THE TWELVE COMPETENCIES of the leader (know-how) are the raison d'être of his action in relation to the organisation and to all those for whom he exercises his leadership. They are divided into four major functions :

  • Mobilize: connect/influence/inspire trust
  • Federate: bring people together/structure teams/cooperate fully
  • Set the course: innovate/decide together/give the vision
  • Communicating: listening/speaking clearly/dialogue


Personal qualities are those that make the difference between a leader and a great leader.

1. The twelve key skills (Know-how)


The first function of leadership is to create movement, to set others in motion so that actions are taken and results achieved. It is about the personal power to mobilise others, it is about influence.

Mobilising in this sense is based on psychological mechanisms.
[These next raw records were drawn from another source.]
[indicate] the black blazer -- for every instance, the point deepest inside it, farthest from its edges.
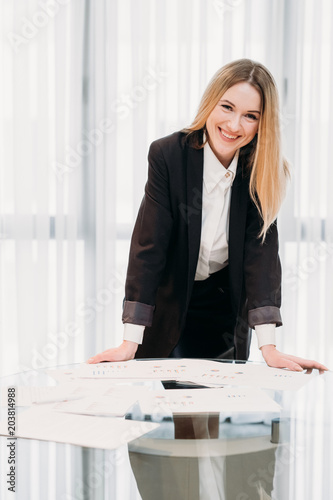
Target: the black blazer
(165, 248)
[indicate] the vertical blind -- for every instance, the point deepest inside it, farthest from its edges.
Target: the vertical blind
(85, 87)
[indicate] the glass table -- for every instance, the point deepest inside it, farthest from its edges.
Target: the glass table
(245, 456)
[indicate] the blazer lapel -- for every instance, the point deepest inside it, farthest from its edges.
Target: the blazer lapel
(237, 226)
(194, 208)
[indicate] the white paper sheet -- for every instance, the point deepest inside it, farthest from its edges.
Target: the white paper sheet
(42, 423)
(212, 373)
(226, 400)
(113, 402)
(166, 369)
(72, 390)
(199, 371)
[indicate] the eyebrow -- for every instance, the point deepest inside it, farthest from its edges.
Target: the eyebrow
(249, 111)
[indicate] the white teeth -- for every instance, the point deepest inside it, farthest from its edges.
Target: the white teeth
(229, 136)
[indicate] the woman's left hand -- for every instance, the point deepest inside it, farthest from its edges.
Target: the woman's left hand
(278, 359)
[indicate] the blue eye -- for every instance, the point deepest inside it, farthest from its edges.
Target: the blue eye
(252, 117)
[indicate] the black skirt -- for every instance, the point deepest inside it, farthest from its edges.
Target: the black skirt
(209, 325)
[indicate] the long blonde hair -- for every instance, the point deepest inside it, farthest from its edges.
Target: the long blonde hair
(269, 171)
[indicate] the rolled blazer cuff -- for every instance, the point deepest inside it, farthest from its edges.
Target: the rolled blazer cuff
(138, 313)
(264, 315)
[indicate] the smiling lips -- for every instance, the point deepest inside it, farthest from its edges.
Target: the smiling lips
(226, 136)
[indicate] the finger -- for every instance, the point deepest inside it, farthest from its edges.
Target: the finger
(306, 363)
(98, 358)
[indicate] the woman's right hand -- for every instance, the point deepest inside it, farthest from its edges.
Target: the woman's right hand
(124, 352)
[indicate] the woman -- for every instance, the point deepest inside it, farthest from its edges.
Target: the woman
(204, 266)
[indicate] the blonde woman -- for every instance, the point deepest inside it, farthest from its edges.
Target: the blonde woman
(203, 266)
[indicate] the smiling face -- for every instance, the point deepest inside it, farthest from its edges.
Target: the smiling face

The leader is able to connect with others and inspire confidence. He creates a positive emotion that triggers voluntary movement, that mobilises. This is the opposite of manipulation.


The second function of leadership consists in gathering and structuring all the actors and teams around the common project. It gives a place and a role to each person in order to cooperate fully with the other actors.

Cooperating fully means doing things with others (inclusion), in a balanced relationship of mutual influence (control), and involves communication-based on transparency (openness).

Setting the course

Setting the course means affirming a meaning, a reason to act, a direction to take, and an objective to reach. An innovative vision, and a bold project trigger mobilising emotions that are linked to people's values.

The leader translates the vision, the projects and the values into objectives.


The fourth function, to communicate, is essential to fulfilling the other three functions. It is through his or her ability to listen, speak clearly and dialogue that the leader creates his or her relationship of influence and gathering. It is the leader's communication that creates a positive driving emotion for the individual.

2. The 6 personal qualities (Know-how)

A set of traits found in a leader:

  • Optimism: Seeing the good side of things.
  • Realism: Practicality, sense of reality. Finds concrete solutions.
  • Vitality: Ability to be fully alive.
  • Imagination/Inventiveness: Designing with inventiveness.
  • Self-Vision
  • Personal Values

Leadership is therefore the ability to draw others into a collective project through their voluntary participation.